Simpson from Simpson said he had the best job on the base, as it meant he could drink the Captain’s liquor and smoke his pipes. He had even worn the Captain’s underwear to fuck the Captain’s hoochmaid. Every GI in Vung Tau was jealous, which is why he kept being lent out for bullshit details such as escorting Nashville to Long Binh.
The jeep joined a circus of US Army trucks and tankers with thick tyres, heavy smoke and dull, green armour, the war rolling in and out of Saigon. Shorty felt a sense of common purpose, the idea that he was part of the same invincible fighting force that had helped save Europe from the Nazis and Australia from the Japs. He thought the US Army was his army. Nashville hated all this military stuff.
‘Remember when I got attacked by all those VC?’ Shorty asked Nashville.
‘You never fucking shut up about it,’ said Nashville.
‘And they tried to drag me into their hole —’
‘It was junior VC, wasn’t it?’ asked Nashville. ‘Schoolboys? Must’ve been their youth wing.’
‘Well, I’ve been thinking,’ said Shorty, ‘maybe that’s where they’re keeping Sergeant Caution. Underground, in the sewers.’

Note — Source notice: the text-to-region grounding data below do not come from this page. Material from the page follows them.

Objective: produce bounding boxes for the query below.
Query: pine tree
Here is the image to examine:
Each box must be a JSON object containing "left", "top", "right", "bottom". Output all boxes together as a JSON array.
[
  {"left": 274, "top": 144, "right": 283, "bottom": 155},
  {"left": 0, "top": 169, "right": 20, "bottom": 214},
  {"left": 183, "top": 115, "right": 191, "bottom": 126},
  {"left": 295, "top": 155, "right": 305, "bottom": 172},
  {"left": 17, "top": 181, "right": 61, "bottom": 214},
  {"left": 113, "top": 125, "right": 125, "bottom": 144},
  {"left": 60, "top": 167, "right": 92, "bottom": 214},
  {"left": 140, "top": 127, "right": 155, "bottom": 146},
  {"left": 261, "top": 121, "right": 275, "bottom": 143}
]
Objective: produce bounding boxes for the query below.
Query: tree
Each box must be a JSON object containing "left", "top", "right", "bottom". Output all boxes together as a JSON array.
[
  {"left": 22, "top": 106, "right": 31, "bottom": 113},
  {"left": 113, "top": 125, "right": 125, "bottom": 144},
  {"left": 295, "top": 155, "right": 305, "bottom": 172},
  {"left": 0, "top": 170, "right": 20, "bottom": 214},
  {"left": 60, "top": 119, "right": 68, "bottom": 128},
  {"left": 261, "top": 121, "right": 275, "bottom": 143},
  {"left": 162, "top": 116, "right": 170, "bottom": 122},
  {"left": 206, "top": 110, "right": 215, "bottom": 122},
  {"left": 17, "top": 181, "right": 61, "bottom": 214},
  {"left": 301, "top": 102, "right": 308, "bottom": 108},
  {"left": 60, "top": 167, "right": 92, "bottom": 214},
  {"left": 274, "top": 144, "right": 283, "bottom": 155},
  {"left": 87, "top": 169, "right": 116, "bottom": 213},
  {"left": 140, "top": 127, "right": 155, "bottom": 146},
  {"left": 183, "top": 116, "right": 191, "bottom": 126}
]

Nashville smiled. ‘The idea appeals to me,’ he said, ‘because TJ is a sewer rat. But, like the curious incident of the dog in the night-time, it hinges on a single fucking absence: there are no sewers in Vung Tau.’
Shorty mused unentertainingly about the identity of the Mamasan. He believed the Mamasan was a male, who had adopted a female title to throw people off the scent. Shorty always suspected somebody was trying to throw him off the scent, although Nashville had yet to get a sniff of any scent at all.